Thursday, April 4, 2024

A case in API ergonomics for ordered containers

Suppose we have a std::set<int> and would like to retrieve the elements between values a and b, both inclusive. This task is served by operations std::set::lower_bound and std::set::upper_bound:

std::set<int> x=...;

// elements in [a,b]
auto first = x.lower_bound(a);
auto last = x.upper_bound(b);

while(first != last) std::cout<< *first++ <<" ";

Why do we use lower_bound for the first iterator and upper_bound for the second? The well-known STL convention is that a range of elements is determined by two iterators first and last, where first points to the first element of the range and last points to the position right after the last element.
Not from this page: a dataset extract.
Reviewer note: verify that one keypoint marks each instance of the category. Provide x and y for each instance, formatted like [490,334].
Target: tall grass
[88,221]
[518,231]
This is done so that empty ranges can be handled without special provisions (first == last).

Now, with this convention in mind and considering that

  • lower_bound(a) returns an iterator to the first element not less than a,
  • upper_bound(b) returns an iterator to the first element greater than b,

we can convince ourselves that the code above is indeed correct. The situations where one or both of the interval endpoints are not inclusive can also be handled:

// elements in [a,b)
auto first = x.lower_bound(a);
auto last  = x.lower_bound(b);

// elements in (a,b]
auto first = x.upper_bound(a);
auto last  = x.upper_bound(b);

// elements in (a,b)
auto first = x.upper_bound(a);
auto last  = x.lower_bound(b);

but getting them right requires some thinking.

Boost.MultiIndex introduces the operation range to handle this type of queries:

template<typename LowerBounder,typename UpperBounder>
std::pair<iterator,iterator>
range(LowerBounder lower, UpperBounder upper);

lower and upper are user-provided predicates that determine whether an element is not to the left and not to the right of the considered interval, respectively. The formal specification of LowerBounder and UpperBounder is quite impenetrable, but using this facility, in particular in combination with Boost.Lambda2, is actually straightforward:

// equivalent to std::set<int>
boost::multi_index_container<int> x=...;

using namespace boost::lambda2;

// [a,b] auto [first, last] = x.range(_1 >= a, _1 <= b);
// [a,b) auto [first, last] = x.range(_1 >= a, _1 < b); // (a,b] auto [first, last] = x.range(_1 > a, _1 <= b); // (a,b) auto [first, last] = x.range(_1 > a, _1 < b);

The resulting code is much easier to read and to get right in the first place, and is also more efficient than two separate calls to [lower|upper]_bound   (because the two internal rb-tree top-to-bottom traversals can be partially joined in the implementation of range). Just as importantly, range handles situations such as this:

int a = 5;
int b = 2; // note a > b

// elements in [a,b]
auto first = x.lower_bound(a);
auto last = x.upper_bound(b);

// undefined behavior
while(first != last) std::cout<< *first++ <<" ";

When a > b, first may be strictly to the right of last, and consequently the while loop will crash or never terminate. range, on the other hand, handles the situation gracefully and returns an empty range.

We have seen an example of how API design can help reduce programming errors and increase efficiency by providing higher-level facilities that model and encapsulate scenarios otherwise served by a combination of lower-level operations. It may be interesting to have range-like operations introduced for standard associative containers.